Boston Children’s Hospital says it faces threats after right-wing tweets

“The words used here do not amount to someone simply expressing their discontent or engaging in a heated debate,” United States Attorney Rachael S. Rollins said of Lindner in the statement. “Mr. Lindner’s alleged conduct — a death threat — is based on falsehoods and amounts to an act of workplace violence.”

“No one should have to live in fear of violence because of who they are, what kind of work they do, where they are from, or what they believe,” Joseph R. Bonavolonta, special agent in charge of the FBI’s Boston division, added in the statement.

The Washington Post was unable to reach Lindner on Sunday morning. The Associated Press reported Saturday that it was unclear whether Lindner is represented by an attorney.

Fenway Health, which operates the Fenway Institute, said it would continue cooperating with law enforcement to combat threats against health care providers and the families who use their services.

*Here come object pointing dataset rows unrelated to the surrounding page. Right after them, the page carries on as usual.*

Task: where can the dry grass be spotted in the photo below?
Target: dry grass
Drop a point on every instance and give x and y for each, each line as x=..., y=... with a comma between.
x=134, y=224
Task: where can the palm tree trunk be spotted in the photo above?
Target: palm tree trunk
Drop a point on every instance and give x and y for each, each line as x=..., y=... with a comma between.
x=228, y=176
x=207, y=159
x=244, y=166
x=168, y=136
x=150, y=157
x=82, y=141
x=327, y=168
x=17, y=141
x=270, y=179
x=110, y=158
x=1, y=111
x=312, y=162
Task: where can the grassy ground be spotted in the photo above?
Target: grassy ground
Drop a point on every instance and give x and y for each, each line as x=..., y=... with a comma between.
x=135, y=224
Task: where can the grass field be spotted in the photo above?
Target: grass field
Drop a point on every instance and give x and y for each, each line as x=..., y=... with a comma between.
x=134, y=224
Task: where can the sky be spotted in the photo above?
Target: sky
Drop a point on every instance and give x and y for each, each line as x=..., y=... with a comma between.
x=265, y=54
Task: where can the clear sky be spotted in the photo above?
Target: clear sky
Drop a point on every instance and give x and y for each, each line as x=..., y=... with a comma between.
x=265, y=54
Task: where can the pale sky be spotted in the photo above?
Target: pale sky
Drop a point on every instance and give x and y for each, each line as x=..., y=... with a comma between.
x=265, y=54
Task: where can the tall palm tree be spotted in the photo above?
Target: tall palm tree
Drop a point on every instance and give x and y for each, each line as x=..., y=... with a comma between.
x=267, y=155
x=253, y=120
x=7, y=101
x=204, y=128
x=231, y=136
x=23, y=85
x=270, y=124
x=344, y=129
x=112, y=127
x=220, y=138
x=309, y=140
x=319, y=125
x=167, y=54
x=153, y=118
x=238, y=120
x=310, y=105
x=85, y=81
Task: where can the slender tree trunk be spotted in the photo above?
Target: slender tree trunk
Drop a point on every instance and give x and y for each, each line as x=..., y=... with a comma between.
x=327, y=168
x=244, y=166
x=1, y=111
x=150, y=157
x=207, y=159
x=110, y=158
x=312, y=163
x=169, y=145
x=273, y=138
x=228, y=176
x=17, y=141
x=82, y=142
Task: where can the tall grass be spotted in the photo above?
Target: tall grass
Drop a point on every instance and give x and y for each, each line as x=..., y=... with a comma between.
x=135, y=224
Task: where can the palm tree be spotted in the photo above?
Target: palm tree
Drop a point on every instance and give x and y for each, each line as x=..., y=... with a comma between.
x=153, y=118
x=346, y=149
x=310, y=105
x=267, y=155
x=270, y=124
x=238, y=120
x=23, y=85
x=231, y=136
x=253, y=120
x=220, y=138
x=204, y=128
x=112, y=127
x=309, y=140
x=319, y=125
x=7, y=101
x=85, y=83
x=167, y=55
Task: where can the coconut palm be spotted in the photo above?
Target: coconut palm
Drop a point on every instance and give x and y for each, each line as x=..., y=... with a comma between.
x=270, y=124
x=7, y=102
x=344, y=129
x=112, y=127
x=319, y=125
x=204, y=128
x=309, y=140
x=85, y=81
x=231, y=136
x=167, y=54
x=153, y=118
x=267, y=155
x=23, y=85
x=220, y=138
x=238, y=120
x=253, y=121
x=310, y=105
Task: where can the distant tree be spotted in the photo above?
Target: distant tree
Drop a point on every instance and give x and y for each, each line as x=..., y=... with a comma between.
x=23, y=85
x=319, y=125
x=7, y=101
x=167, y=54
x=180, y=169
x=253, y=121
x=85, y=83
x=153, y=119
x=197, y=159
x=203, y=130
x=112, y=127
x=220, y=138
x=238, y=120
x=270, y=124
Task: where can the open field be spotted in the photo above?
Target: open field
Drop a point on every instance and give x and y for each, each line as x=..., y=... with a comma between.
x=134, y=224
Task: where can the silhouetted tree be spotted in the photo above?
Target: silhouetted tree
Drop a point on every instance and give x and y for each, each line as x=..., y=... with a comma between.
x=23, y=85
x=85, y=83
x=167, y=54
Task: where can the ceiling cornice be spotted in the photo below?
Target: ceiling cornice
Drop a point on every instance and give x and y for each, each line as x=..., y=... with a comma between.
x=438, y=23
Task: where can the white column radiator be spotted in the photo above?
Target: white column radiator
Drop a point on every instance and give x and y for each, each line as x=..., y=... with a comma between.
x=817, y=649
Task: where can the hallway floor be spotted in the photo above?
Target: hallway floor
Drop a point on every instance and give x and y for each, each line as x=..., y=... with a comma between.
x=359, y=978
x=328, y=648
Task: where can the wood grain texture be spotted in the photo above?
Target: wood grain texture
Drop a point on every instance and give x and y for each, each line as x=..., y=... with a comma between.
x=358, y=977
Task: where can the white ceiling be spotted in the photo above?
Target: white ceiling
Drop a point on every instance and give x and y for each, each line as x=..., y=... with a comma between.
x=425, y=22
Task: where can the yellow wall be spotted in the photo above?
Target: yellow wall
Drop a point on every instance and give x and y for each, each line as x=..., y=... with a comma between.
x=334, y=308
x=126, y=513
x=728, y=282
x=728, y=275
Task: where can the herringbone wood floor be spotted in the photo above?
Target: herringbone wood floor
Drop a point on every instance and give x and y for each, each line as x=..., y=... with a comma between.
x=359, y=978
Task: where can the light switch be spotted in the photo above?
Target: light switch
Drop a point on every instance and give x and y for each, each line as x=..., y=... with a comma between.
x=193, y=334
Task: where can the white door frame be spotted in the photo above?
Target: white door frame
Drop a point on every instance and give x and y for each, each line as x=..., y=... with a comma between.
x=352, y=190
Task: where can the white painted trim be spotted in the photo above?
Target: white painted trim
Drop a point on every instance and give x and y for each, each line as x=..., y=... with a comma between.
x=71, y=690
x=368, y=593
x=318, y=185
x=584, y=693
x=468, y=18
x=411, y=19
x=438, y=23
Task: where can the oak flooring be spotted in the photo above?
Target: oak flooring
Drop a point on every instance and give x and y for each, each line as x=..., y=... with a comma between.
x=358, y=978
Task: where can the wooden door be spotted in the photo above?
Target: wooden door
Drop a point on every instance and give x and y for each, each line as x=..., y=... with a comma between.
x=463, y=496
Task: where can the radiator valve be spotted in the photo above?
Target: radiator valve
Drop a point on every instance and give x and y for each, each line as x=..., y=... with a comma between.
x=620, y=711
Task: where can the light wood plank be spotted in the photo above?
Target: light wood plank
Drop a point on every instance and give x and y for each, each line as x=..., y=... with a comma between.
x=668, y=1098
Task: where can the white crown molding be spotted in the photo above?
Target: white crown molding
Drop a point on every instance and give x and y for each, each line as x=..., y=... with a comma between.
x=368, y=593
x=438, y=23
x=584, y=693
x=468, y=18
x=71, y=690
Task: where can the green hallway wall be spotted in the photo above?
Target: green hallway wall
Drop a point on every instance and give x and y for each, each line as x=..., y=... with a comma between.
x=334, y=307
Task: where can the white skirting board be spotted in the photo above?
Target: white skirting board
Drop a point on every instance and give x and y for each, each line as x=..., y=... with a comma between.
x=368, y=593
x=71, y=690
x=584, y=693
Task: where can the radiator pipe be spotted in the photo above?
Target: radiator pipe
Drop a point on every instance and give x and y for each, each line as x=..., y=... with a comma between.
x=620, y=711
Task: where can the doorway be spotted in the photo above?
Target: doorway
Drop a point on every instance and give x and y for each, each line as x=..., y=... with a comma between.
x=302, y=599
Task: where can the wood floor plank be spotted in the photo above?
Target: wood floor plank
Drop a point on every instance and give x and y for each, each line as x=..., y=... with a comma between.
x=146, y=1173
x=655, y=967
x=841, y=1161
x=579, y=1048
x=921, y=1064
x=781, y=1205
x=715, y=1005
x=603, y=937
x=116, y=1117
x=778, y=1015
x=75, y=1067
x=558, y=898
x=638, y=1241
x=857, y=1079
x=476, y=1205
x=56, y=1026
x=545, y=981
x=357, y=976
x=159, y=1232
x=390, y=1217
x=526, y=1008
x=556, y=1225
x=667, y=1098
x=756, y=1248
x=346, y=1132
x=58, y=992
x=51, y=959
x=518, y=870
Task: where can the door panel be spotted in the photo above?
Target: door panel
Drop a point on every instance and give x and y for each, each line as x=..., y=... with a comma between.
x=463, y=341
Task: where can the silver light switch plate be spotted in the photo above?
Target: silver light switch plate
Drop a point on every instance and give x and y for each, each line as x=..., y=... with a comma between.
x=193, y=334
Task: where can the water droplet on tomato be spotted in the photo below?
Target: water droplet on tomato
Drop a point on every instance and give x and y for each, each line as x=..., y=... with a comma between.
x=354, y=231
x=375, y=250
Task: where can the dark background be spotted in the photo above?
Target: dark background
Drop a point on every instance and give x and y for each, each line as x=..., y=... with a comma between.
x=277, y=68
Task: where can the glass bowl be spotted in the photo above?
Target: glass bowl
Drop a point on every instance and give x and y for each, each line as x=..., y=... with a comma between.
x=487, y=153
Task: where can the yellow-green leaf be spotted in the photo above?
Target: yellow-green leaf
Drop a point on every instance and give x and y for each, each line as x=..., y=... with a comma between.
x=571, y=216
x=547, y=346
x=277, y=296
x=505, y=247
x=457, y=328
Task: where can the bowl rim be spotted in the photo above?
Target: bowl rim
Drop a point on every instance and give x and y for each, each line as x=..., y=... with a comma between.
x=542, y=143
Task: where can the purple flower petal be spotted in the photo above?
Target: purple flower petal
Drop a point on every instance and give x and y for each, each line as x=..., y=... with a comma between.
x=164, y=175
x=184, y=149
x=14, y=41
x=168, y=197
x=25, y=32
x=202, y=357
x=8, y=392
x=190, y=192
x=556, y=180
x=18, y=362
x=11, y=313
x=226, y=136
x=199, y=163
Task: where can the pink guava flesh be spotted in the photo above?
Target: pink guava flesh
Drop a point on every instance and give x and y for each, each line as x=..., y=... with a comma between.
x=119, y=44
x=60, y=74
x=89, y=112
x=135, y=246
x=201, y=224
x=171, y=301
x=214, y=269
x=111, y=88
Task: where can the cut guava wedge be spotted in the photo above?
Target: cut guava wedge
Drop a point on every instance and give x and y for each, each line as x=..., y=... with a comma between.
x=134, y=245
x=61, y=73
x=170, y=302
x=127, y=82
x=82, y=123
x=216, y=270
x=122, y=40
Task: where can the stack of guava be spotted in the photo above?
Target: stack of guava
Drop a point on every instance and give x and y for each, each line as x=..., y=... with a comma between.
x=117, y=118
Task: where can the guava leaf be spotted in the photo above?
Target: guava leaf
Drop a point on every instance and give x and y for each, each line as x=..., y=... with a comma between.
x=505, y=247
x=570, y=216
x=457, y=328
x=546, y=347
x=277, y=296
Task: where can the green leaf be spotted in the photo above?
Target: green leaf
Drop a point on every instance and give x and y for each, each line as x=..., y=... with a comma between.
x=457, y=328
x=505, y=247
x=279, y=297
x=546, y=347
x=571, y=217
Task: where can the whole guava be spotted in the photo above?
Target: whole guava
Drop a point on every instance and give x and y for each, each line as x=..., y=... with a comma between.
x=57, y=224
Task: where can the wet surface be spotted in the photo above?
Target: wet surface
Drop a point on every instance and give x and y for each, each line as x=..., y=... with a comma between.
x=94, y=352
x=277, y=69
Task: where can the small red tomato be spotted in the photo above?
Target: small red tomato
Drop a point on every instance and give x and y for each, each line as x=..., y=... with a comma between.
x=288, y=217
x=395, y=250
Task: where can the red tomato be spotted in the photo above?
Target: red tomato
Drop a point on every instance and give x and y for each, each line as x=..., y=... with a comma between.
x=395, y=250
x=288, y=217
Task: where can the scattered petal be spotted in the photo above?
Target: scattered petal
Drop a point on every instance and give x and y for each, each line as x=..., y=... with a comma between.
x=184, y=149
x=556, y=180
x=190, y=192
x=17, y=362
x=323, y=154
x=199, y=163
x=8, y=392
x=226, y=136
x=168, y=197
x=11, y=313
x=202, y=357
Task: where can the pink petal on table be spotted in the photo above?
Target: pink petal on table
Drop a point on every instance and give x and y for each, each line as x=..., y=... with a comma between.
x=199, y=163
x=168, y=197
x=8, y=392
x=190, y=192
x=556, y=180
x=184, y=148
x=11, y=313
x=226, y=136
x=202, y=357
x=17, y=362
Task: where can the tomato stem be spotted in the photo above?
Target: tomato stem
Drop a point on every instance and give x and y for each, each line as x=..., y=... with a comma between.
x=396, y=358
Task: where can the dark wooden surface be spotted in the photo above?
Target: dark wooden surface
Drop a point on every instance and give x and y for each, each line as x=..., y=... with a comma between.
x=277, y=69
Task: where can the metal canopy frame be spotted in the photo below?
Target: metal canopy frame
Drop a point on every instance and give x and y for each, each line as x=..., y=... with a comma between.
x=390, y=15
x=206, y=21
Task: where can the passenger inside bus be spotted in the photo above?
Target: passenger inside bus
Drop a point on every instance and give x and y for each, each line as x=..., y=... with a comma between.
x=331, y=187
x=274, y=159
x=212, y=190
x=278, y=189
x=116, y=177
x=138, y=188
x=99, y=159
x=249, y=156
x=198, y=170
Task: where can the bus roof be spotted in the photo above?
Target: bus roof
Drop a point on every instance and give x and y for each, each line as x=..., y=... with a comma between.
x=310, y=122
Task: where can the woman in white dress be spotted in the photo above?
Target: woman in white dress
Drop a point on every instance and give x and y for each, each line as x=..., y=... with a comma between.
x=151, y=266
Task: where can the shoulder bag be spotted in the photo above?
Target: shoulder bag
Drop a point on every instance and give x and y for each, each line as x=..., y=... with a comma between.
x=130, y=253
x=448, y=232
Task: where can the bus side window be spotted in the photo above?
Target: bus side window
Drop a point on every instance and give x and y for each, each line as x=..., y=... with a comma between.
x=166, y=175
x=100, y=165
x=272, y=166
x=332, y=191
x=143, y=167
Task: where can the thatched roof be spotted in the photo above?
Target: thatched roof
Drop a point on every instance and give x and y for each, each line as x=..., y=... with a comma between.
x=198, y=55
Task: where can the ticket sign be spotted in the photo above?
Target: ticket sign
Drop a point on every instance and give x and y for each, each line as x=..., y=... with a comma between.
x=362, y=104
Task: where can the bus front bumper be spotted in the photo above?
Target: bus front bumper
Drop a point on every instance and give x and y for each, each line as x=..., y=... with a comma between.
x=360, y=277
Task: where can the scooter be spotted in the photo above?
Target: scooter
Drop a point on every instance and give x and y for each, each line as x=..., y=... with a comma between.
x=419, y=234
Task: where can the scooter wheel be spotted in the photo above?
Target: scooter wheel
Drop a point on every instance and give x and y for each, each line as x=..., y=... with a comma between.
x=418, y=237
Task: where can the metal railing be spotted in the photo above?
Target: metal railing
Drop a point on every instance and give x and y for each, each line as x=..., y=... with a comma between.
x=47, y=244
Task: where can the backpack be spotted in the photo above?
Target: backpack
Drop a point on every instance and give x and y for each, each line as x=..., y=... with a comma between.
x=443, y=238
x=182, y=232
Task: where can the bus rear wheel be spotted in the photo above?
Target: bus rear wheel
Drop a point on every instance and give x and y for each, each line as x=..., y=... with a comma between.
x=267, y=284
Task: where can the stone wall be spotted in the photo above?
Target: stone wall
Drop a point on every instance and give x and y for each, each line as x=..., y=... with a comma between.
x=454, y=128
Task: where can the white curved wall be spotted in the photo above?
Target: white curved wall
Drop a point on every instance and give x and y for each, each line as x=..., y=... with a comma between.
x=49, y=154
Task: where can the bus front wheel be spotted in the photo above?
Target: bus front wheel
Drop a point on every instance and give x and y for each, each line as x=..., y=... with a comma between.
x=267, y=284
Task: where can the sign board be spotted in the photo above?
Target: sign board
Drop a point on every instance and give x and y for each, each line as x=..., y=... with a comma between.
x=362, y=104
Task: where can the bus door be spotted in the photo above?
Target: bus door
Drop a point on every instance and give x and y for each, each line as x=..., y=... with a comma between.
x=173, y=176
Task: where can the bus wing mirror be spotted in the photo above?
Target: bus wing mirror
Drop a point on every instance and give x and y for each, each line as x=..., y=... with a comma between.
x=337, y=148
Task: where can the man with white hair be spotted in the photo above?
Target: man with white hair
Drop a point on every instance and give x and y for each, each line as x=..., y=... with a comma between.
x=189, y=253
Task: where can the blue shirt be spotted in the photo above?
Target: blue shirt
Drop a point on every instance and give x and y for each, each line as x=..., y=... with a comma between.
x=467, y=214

“As the negative rhetoric surrounding the LGBTQIA+ community — and transgender and gender diverse people in particular — continues to escalate, attacks on medical professionals who provide gender affirming health care are on the rise,” a spokesman for the organization said in a statement to The Post. “We are grateful for the quick action of law enforcement in helping to put a stop to the hate-fueled threats and harassment directed at this doctor.”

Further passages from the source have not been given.